Except for one offered by plain old Fannie, and that’s not a good idea unless the borrower has more assets than the ones we see. If you are of retirement age, we can turn an IRA (401(k), 403(b) …) into an income by dividing the retirement account balance by 36 — three years’ withdrawal. To get to the same $8,000 in qualifying income, we need retirement assets of only $288,000. That, and a counselling conversation: “If I make this loan to you, what are your plans at the end of three years?”
The second MIA loan type was made before 1980, but in that year it got a name: “stated income.” You want to buy a good house, have fine credit, a year or two’s worth of house payments in your savings after purchase, but your income won’t fit Fannie. But you do have a good story: a verifiable career, a place of business or incorporation. And this key throughout the 1980s: 25 percent down.
The failure of stated-income was not the popular misconception, “Liars’ loans.” In the Bubble “verifiable career” was forgotten or abused, but the failure of the loan type began in the 1990s as the minimum down payment fell to 20 percent, then 15 percent, then 10 percent, and by 2002, nothing. Had stated-income loans required 25 percent down during the subprime disaster, the Bubble would have been far smaller, perhaps manageable.

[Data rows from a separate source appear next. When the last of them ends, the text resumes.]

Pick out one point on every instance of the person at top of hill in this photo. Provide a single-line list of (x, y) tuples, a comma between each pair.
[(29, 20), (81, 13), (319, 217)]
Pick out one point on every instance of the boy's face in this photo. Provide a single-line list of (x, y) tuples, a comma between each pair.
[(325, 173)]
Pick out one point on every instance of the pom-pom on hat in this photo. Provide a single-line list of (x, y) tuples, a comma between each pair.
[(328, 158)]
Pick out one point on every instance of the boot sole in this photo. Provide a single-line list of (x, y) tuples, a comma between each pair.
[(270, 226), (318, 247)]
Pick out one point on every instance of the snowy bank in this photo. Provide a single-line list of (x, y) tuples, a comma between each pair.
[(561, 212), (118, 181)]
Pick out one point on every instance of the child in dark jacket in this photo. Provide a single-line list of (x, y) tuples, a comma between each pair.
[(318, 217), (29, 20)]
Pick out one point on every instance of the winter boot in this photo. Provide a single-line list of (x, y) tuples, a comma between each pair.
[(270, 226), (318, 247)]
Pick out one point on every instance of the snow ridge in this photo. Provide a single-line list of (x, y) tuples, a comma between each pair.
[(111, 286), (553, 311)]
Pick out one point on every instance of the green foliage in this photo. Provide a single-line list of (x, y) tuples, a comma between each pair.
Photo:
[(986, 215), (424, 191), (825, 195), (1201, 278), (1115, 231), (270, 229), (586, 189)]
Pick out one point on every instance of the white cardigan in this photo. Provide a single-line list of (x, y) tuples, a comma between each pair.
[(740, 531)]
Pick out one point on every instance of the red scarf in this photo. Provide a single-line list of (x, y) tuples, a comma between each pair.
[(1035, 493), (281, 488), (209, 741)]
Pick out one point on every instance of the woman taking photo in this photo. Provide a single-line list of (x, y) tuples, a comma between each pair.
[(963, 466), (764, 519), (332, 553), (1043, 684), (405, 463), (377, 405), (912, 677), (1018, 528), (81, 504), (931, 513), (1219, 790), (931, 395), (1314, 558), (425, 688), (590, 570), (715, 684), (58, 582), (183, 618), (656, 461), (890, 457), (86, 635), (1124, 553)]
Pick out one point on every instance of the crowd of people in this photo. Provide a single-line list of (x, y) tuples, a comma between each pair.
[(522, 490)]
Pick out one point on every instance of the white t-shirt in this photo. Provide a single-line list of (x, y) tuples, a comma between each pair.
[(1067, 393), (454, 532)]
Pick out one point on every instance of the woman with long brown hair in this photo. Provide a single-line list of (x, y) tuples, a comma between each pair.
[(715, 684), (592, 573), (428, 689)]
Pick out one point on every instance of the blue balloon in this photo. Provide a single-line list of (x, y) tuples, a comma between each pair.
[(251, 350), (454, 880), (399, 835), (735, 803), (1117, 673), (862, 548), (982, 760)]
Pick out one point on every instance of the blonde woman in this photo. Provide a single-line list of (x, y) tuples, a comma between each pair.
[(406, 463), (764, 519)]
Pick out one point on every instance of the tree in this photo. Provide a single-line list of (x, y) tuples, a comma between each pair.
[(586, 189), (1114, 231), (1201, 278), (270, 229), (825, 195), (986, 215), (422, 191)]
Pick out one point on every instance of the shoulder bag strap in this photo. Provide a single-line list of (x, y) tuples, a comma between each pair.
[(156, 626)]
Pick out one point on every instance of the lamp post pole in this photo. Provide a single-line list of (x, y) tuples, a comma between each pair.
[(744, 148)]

Still lost on regulators, the public, and Congress: What legitimate income might a borrower have that does not show on tax returns? Most common: an on-paper loss in start-up years of valid businesses. The ramp-up years of a borrower on commission. An IT hotshot with a fine career who moves from all-salary to salary plus bonus at a household-name employer. A small business repaying loans from owners to businesses in early years. Borrowers in any of several kinds of transaction businesses, sound but inconsistent streams of income: one year they sold stock, the next a high salary, the next sold an investment property.
The Bubble had such a violent end and did so much damage to innocents that it will be some time before search parties are able to rescue these MIAs.